= Mania (satrap) =

Persian governor (c.440 BC–c.399 BC)

Mania or Manya (Μανία; c. 440 BC – c. 399 BC), known primarily through Xenophon, was a Dardanian sub-satrap as the tyrant ruler of ancient Dardanus in Asia Minor.

She was the wife of Zenis, sub-satrap under the Persian satrap Pharnabazus II, and became sub-satrap herself after her husband's death.

Her husband Zenis ruled Dardanus as tyrant with the support of the Persian satrap. When he died, she succeeded him as a tyrant ruler. It was unusual for a woman to succeed as a tyrant in a Greek city state. Like Zenis, she also needed the support of Pharnabazus II to secure her rule. According to Xenophon, she gave many gifts to Pharnabazus II and the influential members of his court when she successfully applied for his support in her succession.

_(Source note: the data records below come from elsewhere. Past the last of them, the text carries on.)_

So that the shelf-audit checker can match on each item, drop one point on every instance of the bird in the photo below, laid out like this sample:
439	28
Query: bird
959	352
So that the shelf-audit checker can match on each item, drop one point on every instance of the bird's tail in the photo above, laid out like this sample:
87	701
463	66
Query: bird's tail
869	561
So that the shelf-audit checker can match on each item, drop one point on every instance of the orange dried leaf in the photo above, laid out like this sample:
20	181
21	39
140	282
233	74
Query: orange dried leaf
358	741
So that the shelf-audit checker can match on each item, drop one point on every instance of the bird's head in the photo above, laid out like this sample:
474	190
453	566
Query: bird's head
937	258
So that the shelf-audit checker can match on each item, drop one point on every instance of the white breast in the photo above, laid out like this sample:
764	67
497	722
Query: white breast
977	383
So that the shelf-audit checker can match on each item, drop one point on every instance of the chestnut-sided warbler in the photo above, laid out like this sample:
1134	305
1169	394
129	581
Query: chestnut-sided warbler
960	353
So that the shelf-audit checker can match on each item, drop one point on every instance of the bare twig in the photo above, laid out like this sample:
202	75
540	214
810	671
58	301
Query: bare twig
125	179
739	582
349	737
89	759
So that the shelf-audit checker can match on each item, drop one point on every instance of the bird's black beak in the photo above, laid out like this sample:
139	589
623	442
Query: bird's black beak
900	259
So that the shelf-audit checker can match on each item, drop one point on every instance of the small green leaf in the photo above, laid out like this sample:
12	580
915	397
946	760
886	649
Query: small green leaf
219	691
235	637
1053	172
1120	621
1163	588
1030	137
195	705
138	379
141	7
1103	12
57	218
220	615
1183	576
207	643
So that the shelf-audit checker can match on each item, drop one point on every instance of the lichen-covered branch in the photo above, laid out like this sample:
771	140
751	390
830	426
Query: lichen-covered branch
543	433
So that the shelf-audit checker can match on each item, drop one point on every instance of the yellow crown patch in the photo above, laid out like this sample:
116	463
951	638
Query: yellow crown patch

As a ruler, Mania was known for her loyalty as a sub-satrap. She fulfilled her duties as sub-satrap by paying her tributes as well as assisting Pharnabazus II's military with her army of mercenaries. She participated in campaigns against the rebellious Mysians and Pisidians, and secured Persian rule in the cities of Larisa (Troad), Hamaxitos and Kolonai. She attended the battles of her mercenaries in a carriage or chariot, and was never defeated. Polyaenus, following Xenophon, describes her as an excellent general.

Mania was described with admiration by contemporary male Greek chronicles. Her relationship with Pharnabazus II was very good, and Xenophon writes that he asked for her opinion on political issues.

She, as well as her seventeen-year-old son, were both murdered by her son-in-law Meidias. Pharnabazus II refused to support Meidias as her successor, and the citizens were reportedly unwilling to accept him as such. Shortly after the murder, the city surrendered to the Spartan general Dercylidas.